An online tool for testing JSONPath:

Example #1

In the example below, a JSONPath expression is used in the Detailed Auditing Policy. This expression identifies instances of all lastfour digits in card numbers, for filtering; the policy removes this information from the log.

Note: An alternative treatment for card information is to use the Auditing Message Policy to mask the information (xxxx).

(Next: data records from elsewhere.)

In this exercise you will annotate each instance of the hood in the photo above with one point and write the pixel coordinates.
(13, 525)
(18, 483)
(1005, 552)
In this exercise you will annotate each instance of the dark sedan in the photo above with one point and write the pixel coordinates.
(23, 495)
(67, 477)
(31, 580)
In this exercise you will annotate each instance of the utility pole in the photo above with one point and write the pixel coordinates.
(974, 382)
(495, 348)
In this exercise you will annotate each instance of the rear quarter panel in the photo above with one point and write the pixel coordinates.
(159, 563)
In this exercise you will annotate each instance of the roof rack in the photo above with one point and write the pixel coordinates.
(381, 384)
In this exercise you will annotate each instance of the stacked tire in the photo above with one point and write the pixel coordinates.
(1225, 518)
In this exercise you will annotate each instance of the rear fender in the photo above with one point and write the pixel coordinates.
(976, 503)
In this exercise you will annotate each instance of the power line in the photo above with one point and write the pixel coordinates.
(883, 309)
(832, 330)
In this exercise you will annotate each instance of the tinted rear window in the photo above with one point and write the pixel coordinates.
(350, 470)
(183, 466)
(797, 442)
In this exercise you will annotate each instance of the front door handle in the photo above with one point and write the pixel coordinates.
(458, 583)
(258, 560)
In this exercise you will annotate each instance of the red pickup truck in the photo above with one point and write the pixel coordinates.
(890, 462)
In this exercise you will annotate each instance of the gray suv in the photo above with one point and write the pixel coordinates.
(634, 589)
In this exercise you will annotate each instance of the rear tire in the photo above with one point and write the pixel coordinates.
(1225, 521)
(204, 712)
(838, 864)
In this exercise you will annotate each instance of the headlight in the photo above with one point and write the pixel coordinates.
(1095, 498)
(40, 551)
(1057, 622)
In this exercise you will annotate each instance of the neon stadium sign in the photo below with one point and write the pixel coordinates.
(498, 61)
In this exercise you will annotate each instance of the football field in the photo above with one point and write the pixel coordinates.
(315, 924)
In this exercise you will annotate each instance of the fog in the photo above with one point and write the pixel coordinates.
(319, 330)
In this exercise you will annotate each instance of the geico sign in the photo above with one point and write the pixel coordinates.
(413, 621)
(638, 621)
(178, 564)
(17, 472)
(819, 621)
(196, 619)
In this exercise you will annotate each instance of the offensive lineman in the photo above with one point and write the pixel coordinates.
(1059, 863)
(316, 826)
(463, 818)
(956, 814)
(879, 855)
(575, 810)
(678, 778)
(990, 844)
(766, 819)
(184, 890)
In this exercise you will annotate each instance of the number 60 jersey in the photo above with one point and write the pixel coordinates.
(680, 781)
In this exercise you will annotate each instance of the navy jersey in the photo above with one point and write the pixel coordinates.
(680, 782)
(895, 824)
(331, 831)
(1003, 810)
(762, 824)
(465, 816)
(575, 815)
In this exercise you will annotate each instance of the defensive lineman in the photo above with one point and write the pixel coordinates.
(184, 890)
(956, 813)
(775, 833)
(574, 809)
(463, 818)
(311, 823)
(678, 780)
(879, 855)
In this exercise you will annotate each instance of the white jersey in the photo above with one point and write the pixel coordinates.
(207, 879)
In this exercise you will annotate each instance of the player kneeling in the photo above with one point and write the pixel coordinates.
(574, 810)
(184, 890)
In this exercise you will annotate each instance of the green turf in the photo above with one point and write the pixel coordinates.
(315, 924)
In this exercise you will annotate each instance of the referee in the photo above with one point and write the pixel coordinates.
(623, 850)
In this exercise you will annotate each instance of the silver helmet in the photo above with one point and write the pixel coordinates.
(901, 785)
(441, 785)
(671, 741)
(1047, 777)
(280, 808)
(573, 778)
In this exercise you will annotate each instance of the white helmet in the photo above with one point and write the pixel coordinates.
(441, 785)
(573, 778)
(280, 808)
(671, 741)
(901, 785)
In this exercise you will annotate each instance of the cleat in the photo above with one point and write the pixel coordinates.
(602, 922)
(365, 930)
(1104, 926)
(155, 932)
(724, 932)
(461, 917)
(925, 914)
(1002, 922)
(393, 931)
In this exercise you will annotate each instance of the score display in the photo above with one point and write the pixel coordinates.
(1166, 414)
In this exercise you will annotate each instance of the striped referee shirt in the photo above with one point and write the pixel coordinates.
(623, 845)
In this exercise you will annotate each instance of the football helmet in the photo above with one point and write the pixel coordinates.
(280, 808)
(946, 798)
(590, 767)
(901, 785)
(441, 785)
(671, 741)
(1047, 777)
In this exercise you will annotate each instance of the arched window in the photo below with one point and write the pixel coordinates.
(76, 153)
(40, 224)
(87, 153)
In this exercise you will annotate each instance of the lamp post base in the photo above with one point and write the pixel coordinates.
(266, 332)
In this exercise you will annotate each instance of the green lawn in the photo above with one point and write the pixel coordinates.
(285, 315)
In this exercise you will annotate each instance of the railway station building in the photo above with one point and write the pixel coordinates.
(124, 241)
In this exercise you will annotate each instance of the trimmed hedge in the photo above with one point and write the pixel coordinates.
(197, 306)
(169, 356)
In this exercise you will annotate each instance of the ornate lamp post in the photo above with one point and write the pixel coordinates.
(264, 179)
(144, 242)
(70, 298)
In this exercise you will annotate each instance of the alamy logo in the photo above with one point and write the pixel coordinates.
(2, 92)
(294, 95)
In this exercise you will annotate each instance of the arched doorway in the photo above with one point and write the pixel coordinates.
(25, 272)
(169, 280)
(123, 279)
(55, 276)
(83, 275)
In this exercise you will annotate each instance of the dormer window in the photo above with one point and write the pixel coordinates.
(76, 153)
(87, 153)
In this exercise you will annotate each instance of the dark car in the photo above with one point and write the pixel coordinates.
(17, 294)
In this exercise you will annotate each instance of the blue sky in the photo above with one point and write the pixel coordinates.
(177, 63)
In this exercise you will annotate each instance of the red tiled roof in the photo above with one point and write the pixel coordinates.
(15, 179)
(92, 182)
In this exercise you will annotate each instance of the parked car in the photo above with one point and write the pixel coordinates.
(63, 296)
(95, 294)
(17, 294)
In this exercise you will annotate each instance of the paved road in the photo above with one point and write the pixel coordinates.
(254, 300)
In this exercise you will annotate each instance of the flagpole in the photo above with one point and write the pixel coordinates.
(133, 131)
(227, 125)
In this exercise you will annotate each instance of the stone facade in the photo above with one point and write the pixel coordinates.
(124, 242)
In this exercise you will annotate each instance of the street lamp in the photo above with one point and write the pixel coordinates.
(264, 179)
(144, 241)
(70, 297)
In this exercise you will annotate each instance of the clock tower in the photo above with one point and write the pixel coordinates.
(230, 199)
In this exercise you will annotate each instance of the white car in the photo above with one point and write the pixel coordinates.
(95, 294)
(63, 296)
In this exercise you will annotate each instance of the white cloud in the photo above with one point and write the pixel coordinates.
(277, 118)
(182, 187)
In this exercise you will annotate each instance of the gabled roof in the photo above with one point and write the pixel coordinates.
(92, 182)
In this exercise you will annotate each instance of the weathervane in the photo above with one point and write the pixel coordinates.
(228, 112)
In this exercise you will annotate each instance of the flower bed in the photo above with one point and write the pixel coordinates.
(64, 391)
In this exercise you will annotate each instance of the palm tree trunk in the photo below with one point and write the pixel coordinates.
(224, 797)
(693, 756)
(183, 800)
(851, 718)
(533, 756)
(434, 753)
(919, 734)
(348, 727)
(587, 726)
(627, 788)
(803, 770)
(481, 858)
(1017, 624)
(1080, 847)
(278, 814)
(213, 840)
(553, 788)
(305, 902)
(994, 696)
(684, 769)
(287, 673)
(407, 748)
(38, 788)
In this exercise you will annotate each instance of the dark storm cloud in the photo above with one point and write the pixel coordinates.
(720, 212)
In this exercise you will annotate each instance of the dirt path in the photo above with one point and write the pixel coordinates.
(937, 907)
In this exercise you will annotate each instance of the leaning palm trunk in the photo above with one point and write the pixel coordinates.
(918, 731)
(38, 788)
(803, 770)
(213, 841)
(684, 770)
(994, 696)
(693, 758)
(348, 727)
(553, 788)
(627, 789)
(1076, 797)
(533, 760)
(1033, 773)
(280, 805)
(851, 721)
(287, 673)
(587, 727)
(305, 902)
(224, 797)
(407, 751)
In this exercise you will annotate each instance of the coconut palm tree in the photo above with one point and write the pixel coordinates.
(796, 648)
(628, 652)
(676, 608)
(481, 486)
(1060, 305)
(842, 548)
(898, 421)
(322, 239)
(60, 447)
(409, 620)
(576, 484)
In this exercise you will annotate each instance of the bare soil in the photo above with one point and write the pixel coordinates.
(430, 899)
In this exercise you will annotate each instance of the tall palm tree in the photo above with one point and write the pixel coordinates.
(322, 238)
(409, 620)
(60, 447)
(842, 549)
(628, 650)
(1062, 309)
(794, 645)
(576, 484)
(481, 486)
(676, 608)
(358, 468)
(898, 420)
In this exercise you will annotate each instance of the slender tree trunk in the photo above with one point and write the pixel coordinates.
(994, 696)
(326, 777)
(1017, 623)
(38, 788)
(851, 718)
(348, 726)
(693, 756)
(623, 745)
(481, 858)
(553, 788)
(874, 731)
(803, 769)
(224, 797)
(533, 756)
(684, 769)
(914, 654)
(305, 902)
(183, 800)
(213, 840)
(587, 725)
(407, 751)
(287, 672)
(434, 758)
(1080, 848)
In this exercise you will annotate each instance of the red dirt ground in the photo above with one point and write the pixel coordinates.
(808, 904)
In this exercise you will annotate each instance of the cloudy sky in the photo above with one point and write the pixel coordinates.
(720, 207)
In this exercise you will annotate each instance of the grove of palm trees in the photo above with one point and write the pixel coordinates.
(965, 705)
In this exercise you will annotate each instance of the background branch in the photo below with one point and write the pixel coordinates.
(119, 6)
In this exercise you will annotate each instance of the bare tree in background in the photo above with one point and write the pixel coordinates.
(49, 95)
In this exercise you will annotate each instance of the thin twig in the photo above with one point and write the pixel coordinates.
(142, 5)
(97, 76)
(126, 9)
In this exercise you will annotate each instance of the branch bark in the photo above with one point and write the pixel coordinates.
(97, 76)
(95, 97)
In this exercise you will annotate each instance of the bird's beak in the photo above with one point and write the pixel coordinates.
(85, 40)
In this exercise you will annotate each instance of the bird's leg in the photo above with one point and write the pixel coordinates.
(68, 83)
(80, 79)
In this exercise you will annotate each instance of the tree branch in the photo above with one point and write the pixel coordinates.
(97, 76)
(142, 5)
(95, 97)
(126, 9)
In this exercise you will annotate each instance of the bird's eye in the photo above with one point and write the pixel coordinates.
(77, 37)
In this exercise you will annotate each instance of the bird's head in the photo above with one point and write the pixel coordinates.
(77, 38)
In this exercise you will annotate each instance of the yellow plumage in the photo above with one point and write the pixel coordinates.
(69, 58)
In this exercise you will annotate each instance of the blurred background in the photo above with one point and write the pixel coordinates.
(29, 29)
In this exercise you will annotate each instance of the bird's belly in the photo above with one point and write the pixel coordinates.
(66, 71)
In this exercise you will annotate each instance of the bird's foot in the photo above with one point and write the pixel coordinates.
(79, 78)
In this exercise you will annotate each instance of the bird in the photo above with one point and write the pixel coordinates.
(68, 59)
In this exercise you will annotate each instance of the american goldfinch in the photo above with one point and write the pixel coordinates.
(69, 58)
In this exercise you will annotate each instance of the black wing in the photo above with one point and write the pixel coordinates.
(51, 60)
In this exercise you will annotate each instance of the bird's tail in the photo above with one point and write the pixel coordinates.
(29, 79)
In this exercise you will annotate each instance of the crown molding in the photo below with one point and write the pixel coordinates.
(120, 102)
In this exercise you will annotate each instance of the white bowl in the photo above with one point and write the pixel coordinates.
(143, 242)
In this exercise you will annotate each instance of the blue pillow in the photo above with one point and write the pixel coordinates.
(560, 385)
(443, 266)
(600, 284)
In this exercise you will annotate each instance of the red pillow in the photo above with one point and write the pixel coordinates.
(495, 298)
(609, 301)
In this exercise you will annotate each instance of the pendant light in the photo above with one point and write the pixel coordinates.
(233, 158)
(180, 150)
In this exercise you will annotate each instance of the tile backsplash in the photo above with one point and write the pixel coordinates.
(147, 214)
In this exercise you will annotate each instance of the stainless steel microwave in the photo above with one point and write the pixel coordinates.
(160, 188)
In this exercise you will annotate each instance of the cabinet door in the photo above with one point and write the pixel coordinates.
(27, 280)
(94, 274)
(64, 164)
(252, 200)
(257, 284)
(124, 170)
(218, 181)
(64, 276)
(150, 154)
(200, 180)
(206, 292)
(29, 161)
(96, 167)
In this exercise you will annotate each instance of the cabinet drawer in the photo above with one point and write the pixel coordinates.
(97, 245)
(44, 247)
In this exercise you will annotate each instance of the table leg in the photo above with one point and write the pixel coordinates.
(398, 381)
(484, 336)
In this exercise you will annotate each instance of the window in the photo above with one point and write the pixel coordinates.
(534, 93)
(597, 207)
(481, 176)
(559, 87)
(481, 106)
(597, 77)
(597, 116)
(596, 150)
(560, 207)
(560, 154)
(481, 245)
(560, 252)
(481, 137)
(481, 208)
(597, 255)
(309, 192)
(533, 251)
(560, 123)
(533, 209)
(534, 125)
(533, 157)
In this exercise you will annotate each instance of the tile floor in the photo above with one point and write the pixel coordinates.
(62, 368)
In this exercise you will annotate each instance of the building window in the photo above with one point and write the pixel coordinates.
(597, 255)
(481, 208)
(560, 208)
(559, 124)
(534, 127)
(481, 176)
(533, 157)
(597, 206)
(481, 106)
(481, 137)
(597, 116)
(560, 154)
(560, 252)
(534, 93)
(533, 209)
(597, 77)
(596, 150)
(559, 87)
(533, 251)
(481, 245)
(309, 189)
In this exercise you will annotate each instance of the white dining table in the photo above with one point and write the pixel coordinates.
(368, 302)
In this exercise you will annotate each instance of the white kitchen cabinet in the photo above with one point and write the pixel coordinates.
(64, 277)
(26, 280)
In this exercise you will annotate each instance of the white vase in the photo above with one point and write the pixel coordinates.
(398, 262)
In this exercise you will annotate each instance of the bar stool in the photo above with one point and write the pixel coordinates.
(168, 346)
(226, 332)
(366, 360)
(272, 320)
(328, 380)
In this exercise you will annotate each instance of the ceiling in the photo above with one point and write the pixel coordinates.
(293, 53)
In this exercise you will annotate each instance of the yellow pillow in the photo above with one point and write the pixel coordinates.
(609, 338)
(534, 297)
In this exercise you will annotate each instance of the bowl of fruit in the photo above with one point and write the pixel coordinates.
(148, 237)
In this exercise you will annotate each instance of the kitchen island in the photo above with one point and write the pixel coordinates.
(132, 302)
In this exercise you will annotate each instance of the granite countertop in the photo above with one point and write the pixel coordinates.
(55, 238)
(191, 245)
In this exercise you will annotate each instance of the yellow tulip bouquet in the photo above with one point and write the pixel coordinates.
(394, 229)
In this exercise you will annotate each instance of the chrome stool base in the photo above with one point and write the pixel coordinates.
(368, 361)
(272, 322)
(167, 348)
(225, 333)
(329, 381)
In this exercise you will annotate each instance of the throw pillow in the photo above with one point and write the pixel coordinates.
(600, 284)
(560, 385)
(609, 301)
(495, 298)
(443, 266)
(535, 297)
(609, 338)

Using JSONPath in policies

The JSONPath expression:

$.cardNumber[*].lastfour

Example #2

You could use the following JSONPath expression:

$.cardNumber[*].expirationdate

This searches for the cardnumber expiration date, and removes this information from the log.

The element must be defined in the JSON Schema.

Notes:

  • Use JSONPath only with JSON messages.

  • Use only dot notation and not double dot notation before property names.

Using XPath in Policies

XPath (XML Path Language) is a query language that you can use to find a node name in an XML document.

Some types of policies allow you to filter messages using an XPath statement; for example, the Detailed Auditing policy.

In the sample policy definition shown below, the policy will filter out the following information in messages:

  • In JSON: filters for credit card expiration date and, if found, does not log that information.
  • In XML: filters for the PaymentCard object and, if found, does not log that information.

Note: An alternative treatment for card information is to use the Auditing Message Policy to mask the information (xxxx).

The policy definition:

UsingXPath in policies

The XPath expression:

//PaymentCard

In this example, all the following XML content would be omitted in the Detailed Auditing policy, or masked in the Auditing Message Policy:

Element='<PaymentCard xmlns="http://www.example.org/OTA/2003/05"
  CardCode="VI"
  CardNumber="4321432143214327"
  CardType="1"
  ExpireDate="0614"
  SeriesCode="123">
     <CardHolderName>John Doe</CardHolderName>
   </PaymentCard>'

Note: Use XPath only with XML payloads.